The seller had listed his RV as being in excellent condition. How many questions could there be to ask?

Here’s Kelly Blue Book’s description of excellent condition:

  • Excellent condition means that the vehicle looks new, is in excellent mechanical condition and needs no reconditioning. This vehicle has never had any paint or body work and is free of rust. The vehicle has a clean Title History and will pass a smog and safety inspection. The engine compartment is clean, with no fluid leaks and is free of any wear or visible defects. The vehicle also has complete and verifiable service records. Less than 5 percent of all used vehicles fall into this category.

Wow. Excellent condition sets a pretty high bar. Unfortunately my visit took that bar and chucked it into the Grand Canyon.

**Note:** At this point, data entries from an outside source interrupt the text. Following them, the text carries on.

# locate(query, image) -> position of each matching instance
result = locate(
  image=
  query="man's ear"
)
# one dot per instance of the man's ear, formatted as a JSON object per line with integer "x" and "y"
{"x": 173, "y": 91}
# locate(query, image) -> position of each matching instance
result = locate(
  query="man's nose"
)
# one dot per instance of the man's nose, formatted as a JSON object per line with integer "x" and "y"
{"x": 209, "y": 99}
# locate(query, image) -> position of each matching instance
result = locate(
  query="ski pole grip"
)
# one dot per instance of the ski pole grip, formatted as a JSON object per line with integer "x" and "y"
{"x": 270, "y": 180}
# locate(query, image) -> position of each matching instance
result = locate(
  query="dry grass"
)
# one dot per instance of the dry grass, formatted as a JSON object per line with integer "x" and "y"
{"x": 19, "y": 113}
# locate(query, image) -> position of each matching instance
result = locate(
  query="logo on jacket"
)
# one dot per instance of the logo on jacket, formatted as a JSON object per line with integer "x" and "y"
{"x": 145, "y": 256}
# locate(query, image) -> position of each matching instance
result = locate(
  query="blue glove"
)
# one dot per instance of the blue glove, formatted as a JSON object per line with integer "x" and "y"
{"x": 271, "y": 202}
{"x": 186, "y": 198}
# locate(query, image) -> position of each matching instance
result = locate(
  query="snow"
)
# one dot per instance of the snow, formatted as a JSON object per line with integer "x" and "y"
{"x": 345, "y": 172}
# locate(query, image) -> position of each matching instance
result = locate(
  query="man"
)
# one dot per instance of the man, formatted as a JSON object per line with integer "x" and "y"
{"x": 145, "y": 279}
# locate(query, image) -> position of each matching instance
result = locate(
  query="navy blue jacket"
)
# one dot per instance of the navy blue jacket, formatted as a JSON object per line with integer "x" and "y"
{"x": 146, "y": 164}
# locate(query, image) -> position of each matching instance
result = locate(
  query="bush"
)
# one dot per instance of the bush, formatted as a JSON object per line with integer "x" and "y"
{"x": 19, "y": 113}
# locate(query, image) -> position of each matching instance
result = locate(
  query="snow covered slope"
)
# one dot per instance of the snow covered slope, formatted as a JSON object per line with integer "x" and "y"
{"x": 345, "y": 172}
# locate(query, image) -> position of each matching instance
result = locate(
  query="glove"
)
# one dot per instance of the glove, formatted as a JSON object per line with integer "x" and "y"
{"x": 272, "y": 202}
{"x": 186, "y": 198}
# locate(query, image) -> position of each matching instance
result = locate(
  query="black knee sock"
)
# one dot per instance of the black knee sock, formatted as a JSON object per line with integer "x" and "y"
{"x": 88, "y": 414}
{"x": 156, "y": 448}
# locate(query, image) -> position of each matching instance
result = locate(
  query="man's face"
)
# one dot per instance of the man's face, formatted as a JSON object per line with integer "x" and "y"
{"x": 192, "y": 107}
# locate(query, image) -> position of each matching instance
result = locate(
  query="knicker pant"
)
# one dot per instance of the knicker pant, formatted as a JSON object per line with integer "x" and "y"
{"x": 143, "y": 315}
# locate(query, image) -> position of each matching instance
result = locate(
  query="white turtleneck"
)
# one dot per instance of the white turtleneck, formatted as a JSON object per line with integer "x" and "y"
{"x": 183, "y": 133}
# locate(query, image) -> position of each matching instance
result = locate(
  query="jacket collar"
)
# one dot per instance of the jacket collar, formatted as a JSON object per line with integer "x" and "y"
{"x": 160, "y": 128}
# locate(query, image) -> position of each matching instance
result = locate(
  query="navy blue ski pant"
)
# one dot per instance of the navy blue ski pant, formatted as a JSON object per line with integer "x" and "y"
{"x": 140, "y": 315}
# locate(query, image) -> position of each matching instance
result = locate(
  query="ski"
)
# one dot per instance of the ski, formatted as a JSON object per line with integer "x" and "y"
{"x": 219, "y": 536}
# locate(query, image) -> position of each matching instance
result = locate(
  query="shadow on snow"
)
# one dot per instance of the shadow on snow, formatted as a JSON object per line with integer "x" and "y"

So we pulled up to look at the RV in Nashville, Tn. The man selling it was waiting for us, but said his driver was late. His driver? This guy never even drove this thing?


The Monaco Diplomat we were looking at.

Apparently, he knew nothing about the RV. He just let his driver valet him and his country music clients to events. That was problem #1. The seller had no clue on RV maintenance and who knows if his driver ever even took care of it.

True, you can sometimes find better deals if the owner knows nothing about what they are selling, but I’ve found that to cause more problems than it is worth. It’s better to find an owner that knows what they are doing, but realizes they are giving you a deal because they need the RV sold.

It’s better to find an owner that knows what they are doing, but realizes they are giving you a deal because they need the RV sold.

As I walk up to the motorhome I can quickly see see it was stored outside from the faded paint. There were also dents, scratches, rust, you name it. I walked on the roof and there were cracks all around the roof sealant. This thing was a Mona Lisa. It looked great as we were pulling in with the car, but once I got closer, it was a huge mess.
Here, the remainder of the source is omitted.